We crossed from Mongolia over the border into China late in the evening. We awoke the next morning to the sight of intense agricultural activity in the fields. In contrast to the Gobi Desert the day before, people were out everywhere. Manual labour as opposed to machinery was very much the norm out in the fields. For all the hype about the rapidly-expanding Chinese economy, many of the rural people, even quite close to Beijing, still live a primitive way of life.
Human-drawn seed planter!
A huge expansion in high-rise buildings has taken place in the towns and cities of China over the last decade as people from the countryside search for a more prosperous life.
The old and the new China
A couple of hours out of Beijing, we got a glimpse of the Great Wall in the distance.

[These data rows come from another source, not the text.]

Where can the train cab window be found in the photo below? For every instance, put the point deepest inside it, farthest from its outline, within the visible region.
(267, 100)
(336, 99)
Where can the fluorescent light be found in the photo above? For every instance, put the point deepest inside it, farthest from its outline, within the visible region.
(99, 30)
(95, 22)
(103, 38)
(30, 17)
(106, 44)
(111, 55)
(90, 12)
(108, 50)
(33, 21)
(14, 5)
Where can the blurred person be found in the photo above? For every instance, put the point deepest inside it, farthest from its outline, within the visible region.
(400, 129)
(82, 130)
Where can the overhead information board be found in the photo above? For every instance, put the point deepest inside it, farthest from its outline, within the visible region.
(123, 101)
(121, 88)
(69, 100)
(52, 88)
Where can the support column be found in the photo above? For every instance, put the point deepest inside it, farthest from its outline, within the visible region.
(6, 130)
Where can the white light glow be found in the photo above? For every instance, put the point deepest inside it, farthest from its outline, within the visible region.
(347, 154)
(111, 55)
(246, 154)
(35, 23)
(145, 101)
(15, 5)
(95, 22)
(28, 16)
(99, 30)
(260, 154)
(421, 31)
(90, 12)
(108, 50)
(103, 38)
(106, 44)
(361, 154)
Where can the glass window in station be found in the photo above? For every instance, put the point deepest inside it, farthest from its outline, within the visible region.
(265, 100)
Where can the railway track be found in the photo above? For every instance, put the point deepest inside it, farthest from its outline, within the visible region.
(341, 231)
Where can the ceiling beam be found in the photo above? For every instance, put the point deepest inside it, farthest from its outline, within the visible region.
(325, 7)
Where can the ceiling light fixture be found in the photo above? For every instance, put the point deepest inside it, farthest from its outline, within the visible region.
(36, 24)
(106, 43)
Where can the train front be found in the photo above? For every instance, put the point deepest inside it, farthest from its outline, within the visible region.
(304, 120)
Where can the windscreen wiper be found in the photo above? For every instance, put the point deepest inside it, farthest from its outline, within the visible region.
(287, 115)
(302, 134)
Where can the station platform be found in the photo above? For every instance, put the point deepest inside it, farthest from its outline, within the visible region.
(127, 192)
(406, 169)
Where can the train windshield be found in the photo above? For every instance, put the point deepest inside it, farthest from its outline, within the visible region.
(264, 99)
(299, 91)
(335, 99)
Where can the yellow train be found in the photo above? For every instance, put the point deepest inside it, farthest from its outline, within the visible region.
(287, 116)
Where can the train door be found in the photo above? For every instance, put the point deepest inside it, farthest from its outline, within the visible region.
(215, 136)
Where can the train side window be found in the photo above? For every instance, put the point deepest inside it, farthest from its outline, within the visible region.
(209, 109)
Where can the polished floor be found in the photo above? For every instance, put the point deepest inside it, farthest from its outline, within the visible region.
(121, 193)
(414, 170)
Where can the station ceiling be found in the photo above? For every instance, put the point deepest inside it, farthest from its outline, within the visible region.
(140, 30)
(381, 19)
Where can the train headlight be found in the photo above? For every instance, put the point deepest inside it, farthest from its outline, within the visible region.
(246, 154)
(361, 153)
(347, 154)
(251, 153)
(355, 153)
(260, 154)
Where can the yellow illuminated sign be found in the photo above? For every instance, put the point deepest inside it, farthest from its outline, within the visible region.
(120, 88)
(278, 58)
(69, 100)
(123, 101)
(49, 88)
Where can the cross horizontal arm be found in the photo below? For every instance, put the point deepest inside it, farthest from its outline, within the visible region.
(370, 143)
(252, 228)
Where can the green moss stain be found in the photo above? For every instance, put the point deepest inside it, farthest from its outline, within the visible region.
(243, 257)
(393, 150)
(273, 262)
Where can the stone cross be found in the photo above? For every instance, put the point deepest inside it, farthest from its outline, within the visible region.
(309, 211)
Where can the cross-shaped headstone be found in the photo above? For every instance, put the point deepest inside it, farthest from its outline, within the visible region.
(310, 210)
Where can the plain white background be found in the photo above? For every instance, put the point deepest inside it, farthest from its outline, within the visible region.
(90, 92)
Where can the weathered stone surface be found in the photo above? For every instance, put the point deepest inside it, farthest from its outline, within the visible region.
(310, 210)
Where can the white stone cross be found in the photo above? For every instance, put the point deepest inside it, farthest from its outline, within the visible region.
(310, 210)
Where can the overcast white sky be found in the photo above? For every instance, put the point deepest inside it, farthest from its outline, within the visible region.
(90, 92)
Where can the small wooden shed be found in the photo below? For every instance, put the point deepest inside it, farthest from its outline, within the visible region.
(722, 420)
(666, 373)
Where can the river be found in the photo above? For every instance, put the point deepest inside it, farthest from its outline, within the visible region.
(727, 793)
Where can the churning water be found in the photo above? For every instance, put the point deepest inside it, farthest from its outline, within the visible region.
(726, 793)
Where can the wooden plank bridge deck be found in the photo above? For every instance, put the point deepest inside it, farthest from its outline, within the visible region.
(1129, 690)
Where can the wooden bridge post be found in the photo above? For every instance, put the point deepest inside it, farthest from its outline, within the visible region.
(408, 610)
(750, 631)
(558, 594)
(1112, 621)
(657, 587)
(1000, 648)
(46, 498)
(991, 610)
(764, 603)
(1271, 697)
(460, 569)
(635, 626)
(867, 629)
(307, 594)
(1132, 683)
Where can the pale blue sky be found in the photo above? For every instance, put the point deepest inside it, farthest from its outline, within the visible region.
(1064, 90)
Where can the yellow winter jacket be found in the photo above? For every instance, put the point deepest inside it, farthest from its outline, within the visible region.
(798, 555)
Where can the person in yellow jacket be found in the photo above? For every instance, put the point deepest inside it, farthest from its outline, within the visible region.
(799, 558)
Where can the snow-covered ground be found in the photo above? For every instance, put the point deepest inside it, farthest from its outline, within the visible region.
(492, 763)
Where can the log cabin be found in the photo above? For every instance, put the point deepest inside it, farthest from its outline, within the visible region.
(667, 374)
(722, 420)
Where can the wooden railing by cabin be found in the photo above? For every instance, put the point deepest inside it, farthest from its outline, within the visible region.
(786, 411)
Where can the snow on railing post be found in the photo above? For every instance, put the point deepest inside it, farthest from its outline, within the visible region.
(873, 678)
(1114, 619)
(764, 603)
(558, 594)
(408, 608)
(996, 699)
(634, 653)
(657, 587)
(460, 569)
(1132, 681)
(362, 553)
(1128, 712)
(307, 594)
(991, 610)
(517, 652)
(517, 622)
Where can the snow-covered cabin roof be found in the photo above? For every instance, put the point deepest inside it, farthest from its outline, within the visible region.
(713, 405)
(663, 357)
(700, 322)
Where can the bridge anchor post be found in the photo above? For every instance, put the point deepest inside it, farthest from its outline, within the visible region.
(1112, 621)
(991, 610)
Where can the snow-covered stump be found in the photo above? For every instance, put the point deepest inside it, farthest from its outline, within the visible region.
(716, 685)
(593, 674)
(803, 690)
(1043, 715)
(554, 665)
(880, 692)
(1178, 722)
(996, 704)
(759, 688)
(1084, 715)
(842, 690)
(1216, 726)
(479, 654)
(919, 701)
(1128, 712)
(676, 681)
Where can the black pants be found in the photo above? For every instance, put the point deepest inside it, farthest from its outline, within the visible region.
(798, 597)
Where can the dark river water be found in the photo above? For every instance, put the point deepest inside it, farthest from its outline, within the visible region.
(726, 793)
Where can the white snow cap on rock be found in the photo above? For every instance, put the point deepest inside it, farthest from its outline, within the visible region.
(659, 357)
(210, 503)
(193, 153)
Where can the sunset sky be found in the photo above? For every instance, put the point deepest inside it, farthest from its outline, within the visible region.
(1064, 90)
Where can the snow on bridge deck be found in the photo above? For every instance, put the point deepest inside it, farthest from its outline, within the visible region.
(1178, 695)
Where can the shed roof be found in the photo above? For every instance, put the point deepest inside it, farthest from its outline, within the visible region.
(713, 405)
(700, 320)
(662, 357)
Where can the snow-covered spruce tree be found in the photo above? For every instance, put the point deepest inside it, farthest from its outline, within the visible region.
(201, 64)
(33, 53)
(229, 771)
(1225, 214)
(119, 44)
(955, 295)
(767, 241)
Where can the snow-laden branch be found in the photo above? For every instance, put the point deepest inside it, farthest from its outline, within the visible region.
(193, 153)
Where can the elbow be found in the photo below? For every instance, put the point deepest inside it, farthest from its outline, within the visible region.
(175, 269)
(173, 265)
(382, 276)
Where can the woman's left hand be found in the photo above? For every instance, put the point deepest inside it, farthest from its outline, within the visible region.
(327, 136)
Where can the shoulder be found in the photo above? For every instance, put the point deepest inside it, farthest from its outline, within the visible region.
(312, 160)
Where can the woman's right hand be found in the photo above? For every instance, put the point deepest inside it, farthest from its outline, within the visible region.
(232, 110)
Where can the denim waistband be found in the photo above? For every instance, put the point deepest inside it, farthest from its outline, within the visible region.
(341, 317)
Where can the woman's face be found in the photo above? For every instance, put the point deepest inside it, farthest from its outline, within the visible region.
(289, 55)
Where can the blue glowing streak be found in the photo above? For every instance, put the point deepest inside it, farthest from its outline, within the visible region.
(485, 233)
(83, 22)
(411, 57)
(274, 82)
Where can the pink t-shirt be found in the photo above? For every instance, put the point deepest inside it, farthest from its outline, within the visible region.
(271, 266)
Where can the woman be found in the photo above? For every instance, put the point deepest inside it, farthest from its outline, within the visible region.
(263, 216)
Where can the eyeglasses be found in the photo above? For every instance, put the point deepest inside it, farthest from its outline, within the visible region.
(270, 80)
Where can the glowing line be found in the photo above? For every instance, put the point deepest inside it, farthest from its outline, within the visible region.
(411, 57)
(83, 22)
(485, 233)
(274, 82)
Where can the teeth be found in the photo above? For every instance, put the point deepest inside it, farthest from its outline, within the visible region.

The railway then ran through a series of gorges and tunnels in spectacular mountainous scenery.
Finally, after just over 6 days and 5000 miles, we arrived at Beijing Station. There we said goodbye to our fellow travellers and set off to find our hotel for 2 nights.
Goodbye to Jeremie & Justine
The hotel was in a 'hutong', one of the many alleyways which criss-cross the city where people live in ramshackle single-storey brick houses. The hotel was simple but very comfortable, run by delightful young people. Breakfast was in a roof garden. Walk out of the entrance and you were immediately into the street life of ordinary people with old and young sitting around, buying and selling, playing draughts, having a haircut etc. Away from the touristy spots, European faces are still a curiosity to the locals who would often fix you with stare. Although disconcerting at first, smile at them and you would be greeted with a beaming smile back. We were glad to be in this part of town rather in an ostentatious tourist hotel somewhere else.
Three men, a cat and a hole in the ground
Beijing is infamous for air pollution. Obviously, they are trying to do something about this because almost all the mopeds, bicycles and tricycles used to convey goods have been fitted with battery-powered electric motors. It's surprising that this hasn't caught on as much in Europe as yet.
We spent a lot of time walking around the city taking in the sights including the Forbidden City and the flag-lowering ceremony at dusk in Tiananmen Square.
Street food is plentiful in Beijing with weird and wonderful delicacies for sale such as scorpions or dung beetles on a stick ! (No - we didn't try them.)
Spontaneous open-air dancing is extremely popular in China. It has developed as a form of keep-fit and brings people of all ages out into the parks and squares. It's unusual human activities like this which makes travel to other countries such a joy.